Con grande piacere, nel corso della serata, abbiamo avuto l’opportunità di intervistare una delle registe partecipanti a questa edizione del Film Festival, Maria Florencia Alvarez.
Maria, parlaci un po’ di te, quando è iniziata la passione per il cinema?
Ho iniziato gli studi di sociologia, ma mi sono resa subito conto che non faceva per me, non volevo passare tutta la mia vita immobile, magari non è così, ma la mia impressione è stata questa. Allora ho deciso di studiare cinema, ma nella mia famiglia non ci sono artisti, mio padre pensava che fosse solo un momento e invece… non lo è stato.
Qual’è stato il percorso che ti ha portata a realizzare un lungometraggio?

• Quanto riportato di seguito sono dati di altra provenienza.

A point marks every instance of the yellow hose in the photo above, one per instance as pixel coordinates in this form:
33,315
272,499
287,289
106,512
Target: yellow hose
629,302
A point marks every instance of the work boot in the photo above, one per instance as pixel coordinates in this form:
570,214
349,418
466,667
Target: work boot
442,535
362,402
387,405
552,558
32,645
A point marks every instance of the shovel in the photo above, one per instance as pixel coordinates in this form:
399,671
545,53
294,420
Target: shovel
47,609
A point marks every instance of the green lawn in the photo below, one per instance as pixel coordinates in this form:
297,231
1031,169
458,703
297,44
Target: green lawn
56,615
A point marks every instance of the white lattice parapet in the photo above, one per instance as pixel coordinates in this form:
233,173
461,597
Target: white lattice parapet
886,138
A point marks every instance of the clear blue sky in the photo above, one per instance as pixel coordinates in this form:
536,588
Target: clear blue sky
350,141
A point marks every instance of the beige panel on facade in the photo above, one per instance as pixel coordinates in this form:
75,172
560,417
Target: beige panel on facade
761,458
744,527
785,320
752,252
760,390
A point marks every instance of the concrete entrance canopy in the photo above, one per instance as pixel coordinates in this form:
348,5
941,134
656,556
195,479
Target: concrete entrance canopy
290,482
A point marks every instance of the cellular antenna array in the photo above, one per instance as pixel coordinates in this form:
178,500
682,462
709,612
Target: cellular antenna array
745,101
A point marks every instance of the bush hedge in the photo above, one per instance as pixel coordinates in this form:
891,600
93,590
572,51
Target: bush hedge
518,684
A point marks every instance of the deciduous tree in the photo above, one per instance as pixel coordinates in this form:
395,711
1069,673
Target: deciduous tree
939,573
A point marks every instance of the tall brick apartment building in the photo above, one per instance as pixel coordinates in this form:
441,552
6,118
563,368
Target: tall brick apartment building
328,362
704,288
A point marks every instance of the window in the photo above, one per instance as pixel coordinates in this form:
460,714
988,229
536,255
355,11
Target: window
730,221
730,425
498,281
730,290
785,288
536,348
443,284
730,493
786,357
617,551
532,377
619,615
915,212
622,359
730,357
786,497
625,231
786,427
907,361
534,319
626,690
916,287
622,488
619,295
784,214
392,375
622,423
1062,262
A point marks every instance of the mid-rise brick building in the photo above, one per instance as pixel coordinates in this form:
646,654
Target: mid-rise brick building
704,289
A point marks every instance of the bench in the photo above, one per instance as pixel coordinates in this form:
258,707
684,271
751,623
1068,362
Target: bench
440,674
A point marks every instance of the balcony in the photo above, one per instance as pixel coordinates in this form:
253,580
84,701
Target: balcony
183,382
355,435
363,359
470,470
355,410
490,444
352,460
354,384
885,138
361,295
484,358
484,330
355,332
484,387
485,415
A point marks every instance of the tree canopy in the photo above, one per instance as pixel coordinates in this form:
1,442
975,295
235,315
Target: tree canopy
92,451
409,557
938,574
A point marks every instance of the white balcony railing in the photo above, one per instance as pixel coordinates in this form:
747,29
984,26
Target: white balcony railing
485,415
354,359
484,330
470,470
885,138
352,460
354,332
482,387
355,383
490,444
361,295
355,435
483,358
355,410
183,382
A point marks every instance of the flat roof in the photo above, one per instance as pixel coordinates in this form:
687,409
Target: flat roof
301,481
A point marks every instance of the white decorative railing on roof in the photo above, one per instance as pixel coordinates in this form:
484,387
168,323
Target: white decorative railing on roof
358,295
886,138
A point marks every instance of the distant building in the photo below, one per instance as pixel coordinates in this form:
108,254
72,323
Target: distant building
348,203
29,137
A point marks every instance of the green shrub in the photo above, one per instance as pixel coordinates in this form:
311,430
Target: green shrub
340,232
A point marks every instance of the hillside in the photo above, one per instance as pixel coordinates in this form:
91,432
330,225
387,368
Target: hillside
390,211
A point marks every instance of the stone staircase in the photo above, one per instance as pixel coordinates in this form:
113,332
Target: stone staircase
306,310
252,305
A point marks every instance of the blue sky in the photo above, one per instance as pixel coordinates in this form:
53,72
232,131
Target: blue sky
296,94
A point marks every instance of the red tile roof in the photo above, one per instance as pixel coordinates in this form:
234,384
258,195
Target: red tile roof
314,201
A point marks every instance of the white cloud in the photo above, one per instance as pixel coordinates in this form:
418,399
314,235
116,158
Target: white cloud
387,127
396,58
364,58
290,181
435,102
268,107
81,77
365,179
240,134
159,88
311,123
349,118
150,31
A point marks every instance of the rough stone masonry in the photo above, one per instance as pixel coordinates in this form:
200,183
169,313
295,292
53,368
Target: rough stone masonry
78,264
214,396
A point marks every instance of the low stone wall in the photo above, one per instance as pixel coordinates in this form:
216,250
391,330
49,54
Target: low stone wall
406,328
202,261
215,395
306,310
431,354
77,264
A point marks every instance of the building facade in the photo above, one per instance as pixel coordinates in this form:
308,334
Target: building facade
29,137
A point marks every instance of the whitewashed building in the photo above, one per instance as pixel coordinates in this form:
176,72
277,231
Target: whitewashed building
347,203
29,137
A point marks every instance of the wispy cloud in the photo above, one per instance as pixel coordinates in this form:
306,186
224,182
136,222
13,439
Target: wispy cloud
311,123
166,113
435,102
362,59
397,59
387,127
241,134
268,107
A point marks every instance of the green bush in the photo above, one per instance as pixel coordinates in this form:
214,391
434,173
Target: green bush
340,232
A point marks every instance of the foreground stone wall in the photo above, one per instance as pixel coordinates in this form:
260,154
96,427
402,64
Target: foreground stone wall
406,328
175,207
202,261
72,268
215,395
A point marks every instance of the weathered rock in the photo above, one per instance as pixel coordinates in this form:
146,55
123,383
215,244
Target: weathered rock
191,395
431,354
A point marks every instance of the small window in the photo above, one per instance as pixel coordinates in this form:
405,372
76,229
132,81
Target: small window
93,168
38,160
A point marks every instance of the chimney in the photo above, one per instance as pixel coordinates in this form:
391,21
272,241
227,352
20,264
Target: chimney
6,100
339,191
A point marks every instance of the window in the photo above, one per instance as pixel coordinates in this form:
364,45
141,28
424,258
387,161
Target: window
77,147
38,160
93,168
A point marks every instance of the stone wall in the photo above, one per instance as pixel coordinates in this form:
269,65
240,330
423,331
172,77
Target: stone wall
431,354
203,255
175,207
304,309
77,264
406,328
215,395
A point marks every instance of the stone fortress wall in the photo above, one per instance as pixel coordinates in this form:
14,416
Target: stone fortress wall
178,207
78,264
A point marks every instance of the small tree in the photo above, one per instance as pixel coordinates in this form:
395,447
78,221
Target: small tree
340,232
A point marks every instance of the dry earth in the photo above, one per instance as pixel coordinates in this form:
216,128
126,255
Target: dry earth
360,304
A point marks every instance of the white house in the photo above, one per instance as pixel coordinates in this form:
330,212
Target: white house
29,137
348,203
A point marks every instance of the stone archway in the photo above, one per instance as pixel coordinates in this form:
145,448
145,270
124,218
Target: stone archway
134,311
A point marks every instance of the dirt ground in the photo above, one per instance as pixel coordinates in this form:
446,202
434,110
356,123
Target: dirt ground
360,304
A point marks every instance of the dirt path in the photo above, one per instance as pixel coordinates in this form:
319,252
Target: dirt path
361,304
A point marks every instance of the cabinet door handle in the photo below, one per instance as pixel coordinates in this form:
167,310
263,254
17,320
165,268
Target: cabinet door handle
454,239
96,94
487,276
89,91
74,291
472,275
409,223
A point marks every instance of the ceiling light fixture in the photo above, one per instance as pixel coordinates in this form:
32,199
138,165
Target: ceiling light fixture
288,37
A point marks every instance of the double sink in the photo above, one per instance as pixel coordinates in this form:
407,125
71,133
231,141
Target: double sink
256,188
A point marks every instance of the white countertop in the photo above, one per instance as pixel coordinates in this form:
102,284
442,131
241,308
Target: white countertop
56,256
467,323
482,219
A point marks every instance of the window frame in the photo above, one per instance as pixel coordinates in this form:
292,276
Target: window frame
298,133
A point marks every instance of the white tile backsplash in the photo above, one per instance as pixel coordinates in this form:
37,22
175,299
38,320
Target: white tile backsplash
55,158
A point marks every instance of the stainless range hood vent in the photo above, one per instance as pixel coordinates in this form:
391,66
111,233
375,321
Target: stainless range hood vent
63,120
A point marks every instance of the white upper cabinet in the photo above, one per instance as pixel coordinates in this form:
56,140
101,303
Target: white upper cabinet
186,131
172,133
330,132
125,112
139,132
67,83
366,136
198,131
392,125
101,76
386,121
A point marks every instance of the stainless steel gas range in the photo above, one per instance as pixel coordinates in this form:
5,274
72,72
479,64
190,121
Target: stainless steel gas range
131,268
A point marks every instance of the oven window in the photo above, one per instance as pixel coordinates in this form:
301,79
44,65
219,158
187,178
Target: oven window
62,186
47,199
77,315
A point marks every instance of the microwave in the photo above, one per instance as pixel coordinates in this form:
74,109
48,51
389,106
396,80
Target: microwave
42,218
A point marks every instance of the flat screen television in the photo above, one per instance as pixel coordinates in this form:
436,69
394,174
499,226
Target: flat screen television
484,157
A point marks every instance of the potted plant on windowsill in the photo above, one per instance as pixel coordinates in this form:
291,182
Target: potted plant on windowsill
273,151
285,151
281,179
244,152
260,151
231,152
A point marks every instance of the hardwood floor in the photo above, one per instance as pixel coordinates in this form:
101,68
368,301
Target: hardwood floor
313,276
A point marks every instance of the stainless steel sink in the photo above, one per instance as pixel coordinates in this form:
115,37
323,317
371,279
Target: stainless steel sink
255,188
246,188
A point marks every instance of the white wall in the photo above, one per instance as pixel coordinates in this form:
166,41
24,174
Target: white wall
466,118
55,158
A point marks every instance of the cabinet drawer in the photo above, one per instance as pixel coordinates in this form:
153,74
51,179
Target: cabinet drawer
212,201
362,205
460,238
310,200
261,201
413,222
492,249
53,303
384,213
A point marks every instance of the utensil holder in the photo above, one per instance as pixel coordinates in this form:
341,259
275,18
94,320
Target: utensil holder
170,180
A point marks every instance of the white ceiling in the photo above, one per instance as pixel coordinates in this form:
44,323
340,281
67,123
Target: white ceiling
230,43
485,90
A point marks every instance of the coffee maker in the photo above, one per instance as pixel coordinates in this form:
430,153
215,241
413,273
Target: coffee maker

Dopo i primi tre cortometraggi che ho realizzato, Nena, Perro Negro e Sobre la Tierra ho deciso di realizzare un lungometraggio, la mia idea è nata nel lontano 1998 e si è evoluta fino alla realizzazione del film. Devo dire che sono stata un po’ spaventata nel conciliare la mia famiglia con il lavoro, mi chiedevo sempre, ma come ci riuscirò? E alla fine ci sono riuscita.
Hai trasferito alcuni aspetti della tua personalità in Habi?
Diciamo di si, alcune esperienze che ho raccontato le ho vissute in prima persona, come l’episodio di Margarita. Inoltre anch’io come Habi, sono stata molto attratta dalla cultura islamica e mi ha portata ad approcciarmici senza dover necessariamente dire è sbagliata a priori.
Hai analizzato profondamente la personalità dei vari personaggi del film, ma non ci mostri nulla di Buenos Aires perchè?
Il mio intento era quello di raccontare una storia che potesse adattarsi tranquillamente a tutte le epoche storiche, senza una vera e propria collocazione spazio-temporale. Quel che mi interessava maggiormente era sottolineare come la protagonista recandosi in una città grande e diversa potesse inventarsi una nuova identità e scoprire da vicino una cultura introspettiva quale è quella Islamica.
Dalla Berlinale all’International Film Festival di San Francisco, come ha accolto il pubblico il tuo film?
Il film dalle tante opinioni che ho potuto sentire è piaciuto molto e molto interessato all’argomento.
Progetti per il futuro?
Vorrei analizzare la drammatica situazione della tratta delle donne che sta diventando un problema non solo per Buenos Aires (la sua città, n.d.) ma per tutto il Mondo.